Pour une écologie trans - Adèle Gascuel

« Nous sommes déjà exilés. Dans le noir, il faut prendre le tremblement de notre cœur et en faire une pompe à vélo. »

paru dans lundimatin#233, le 13 mars 2020

Il y a quelques années, le mot « crise » était sur toutes les lèvres. Le terme de transition semble aujourd’hui l’avoir supplanté. Nous avons réalisé que ce que nous vivions n’était pas une « crise » provisoire, qui passerait avec quelques sparadraps, un ou deux plans de relance, et une flopée de parachutes dorés.

D’autres crises économiques – similaires ou plus graves que celle de 2007 – vont certainement advenir. Le présent ne passe pas, il s’empire. Et nous n’avons pas de solution sur-mesure pour régler ce qui n’est pas une crise, mais l’extension à tous les domaines de la vie d’une disparition, celle du monde tel que nous le connaissons. À une Terre qui se modifierait plus lentement que le passage des générations humaines, nous devons substituer une Terre qui se modifie sous nos yeux, à l’aune de notre propre vie humaine : disparition des paysages que nous avons connu enfants ; vagues de chaleurs, augmentation des catastrophes dites « naturelles » ; prévisions qui annoncent la montée des eaux, la disparition de la calotte glaciaire, l’épuisement des ressources fossiles, la disparition d’une grande partie des espèces animales actuelles. Au-delà de ce qui s’annonce, nos corps et nos mémoires éprouvent, au présent, l’expérience d’une perte. Les plus endeuillé.es sont sans terre, en train de fabriquer comme elles peuvent un présent précaire. La perte est déjà là, agissant d’abord sur les corps les plus pauvres, sur les colonisés, sur celleux qui habitent des sols qui renferment du pétrole et autres ressources exploitables.
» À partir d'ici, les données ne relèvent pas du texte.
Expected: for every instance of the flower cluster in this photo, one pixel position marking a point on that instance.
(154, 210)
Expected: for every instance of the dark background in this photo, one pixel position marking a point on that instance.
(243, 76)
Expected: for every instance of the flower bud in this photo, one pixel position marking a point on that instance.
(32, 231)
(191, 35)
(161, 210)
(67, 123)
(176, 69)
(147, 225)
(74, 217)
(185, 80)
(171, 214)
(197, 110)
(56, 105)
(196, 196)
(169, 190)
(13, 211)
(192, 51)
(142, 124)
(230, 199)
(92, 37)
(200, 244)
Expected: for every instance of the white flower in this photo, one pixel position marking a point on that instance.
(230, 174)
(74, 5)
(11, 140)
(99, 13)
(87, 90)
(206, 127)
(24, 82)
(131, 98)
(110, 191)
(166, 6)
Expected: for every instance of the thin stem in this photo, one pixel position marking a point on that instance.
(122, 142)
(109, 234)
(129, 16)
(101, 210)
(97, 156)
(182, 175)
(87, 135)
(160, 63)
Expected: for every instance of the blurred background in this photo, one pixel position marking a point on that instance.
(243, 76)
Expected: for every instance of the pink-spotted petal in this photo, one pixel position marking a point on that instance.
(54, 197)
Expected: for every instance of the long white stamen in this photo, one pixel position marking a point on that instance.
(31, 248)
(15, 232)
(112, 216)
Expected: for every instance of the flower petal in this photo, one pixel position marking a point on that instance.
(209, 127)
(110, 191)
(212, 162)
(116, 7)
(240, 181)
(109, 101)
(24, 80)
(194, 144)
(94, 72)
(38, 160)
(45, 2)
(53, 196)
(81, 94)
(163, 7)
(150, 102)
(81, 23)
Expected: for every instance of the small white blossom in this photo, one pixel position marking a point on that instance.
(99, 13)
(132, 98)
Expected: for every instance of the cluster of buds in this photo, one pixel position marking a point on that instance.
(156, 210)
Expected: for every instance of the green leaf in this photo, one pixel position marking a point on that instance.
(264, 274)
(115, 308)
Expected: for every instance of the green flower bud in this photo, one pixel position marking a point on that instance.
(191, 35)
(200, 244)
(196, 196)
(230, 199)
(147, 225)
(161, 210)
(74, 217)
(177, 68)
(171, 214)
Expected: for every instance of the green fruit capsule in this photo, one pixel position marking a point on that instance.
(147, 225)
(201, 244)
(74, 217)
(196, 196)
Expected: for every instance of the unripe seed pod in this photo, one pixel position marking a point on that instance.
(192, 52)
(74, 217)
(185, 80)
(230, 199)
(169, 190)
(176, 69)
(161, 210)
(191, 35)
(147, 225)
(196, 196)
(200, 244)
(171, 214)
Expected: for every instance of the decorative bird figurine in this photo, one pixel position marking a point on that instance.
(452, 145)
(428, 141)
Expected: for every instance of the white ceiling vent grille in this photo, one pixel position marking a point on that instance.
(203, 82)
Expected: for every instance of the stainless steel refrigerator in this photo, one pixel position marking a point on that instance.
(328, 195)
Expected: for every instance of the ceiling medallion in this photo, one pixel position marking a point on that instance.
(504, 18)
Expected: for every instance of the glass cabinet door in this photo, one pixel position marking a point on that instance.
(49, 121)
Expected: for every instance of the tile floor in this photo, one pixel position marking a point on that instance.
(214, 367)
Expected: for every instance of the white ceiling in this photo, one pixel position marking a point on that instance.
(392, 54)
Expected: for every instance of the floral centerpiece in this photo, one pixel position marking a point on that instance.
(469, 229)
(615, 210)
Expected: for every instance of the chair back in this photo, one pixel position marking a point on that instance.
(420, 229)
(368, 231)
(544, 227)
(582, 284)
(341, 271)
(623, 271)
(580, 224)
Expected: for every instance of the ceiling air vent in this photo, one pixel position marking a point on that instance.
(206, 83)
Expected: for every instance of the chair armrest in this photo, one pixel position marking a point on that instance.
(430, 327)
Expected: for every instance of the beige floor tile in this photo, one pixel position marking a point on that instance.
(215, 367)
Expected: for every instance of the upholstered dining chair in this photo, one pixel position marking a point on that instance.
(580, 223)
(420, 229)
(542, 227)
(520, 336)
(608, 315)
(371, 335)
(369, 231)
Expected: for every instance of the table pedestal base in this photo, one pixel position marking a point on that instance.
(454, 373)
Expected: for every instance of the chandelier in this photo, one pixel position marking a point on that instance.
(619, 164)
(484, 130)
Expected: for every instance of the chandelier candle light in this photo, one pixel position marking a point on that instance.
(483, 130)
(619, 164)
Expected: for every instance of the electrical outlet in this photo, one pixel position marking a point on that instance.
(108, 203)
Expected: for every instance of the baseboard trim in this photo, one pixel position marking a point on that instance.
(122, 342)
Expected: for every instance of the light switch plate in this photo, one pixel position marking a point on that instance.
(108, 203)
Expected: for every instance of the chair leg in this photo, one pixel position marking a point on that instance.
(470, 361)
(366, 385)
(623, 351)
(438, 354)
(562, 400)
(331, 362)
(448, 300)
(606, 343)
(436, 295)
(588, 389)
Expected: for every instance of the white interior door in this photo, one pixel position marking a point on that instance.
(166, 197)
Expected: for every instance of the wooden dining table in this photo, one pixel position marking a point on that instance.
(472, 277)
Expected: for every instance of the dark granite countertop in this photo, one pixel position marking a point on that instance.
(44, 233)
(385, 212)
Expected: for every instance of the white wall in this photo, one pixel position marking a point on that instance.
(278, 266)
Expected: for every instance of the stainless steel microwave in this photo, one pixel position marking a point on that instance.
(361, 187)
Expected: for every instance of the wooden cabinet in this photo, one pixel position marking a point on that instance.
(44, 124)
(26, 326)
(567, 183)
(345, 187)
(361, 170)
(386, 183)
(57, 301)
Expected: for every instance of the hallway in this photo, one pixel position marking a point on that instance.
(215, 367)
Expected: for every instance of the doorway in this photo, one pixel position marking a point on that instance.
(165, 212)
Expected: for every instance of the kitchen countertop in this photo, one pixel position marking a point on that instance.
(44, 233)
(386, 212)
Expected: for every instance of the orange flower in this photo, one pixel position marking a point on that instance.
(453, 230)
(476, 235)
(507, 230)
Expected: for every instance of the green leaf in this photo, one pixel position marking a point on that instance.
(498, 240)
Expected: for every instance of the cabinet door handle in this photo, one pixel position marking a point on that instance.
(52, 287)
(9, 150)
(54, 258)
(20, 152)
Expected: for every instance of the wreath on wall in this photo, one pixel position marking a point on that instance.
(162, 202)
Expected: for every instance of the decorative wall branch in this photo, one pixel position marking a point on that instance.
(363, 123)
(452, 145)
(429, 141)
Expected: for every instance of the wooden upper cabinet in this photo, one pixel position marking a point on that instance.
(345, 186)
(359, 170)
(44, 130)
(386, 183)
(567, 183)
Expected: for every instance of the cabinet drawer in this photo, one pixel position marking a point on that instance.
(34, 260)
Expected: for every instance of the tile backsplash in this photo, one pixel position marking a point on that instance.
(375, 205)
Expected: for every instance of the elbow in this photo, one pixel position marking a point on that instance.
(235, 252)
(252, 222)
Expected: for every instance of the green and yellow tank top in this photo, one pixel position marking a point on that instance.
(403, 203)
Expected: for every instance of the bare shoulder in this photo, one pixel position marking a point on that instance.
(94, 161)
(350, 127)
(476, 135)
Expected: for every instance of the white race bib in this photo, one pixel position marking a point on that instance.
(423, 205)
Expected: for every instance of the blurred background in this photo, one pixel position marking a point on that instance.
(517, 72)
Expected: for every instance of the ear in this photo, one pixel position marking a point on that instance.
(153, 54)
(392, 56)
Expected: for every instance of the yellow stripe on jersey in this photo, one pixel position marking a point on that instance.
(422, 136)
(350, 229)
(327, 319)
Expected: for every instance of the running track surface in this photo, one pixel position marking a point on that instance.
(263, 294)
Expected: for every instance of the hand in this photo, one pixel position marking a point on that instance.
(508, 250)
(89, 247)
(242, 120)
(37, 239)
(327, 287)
Pour ne pas céder au mot d’effondrement, qui entraîne le vocabulaire de l’apocalypse dans le sillage de la collapsologie, et implique l’idée d’une fin du monde contre laquelle nous ne pourrions rien faire, la « transition » a fleuri et met en valeur, a priori, notre capacité à agir pour faire dévier les courbes angoissantes des scientifiques et autres scénarios à quelques degrés de réchauffement climatique. Le terme de transition est chargé de connotations positives, et met l’accent sur notre capacité à inventer, collectivement, des modes de vie résilients. Il implique des réponses concrètes à l’urgence climatique, voire transforme ce qui était constat en défi, ce qui était échec en appel à l’innovation, ce qui était sujet à dépression en occasion d’être créatif, ce qui était plongée aux enfers en processus de transformation en vue d’une amélioration de nos conditions de vie.

Se faisant, la transition ne serait-elle pas l’alibi parfait pour reconduire le mythe du progrès – et sa version économique, à savoir la croissance ? De quoi la « transition » est-elle le nom ? Et comment la nécessité (légitime) de modifier nos modes de vie est-elle détournée au profit d’une « transition » qui a pour seule ambition de maquiller la perpétuation d’un système anti-écologique ?

L’Etat-Nation, garant et promoteur de la transition

Lors d’un colloque au 6 février 2020 intitulé Gaïa face à la théologie, Bruno Karsenti opposait la condition de l’exil judaïque au concept de l’Etat-Nation. L’Etat-Nation est une entité qui rassemble sous son tiret un Etat (avec un territoire limité et des frontières qu’il garantit), et le concept de Nation, impliquant des valeurs qui se veulent illimitées. L’Etat captive la nation, en même tant que la nation légitime l’Etat. Notre monde est ciselé par des Etats-Nations, qui saturent l’espace terrestre dans un jeu d’entre-limitation.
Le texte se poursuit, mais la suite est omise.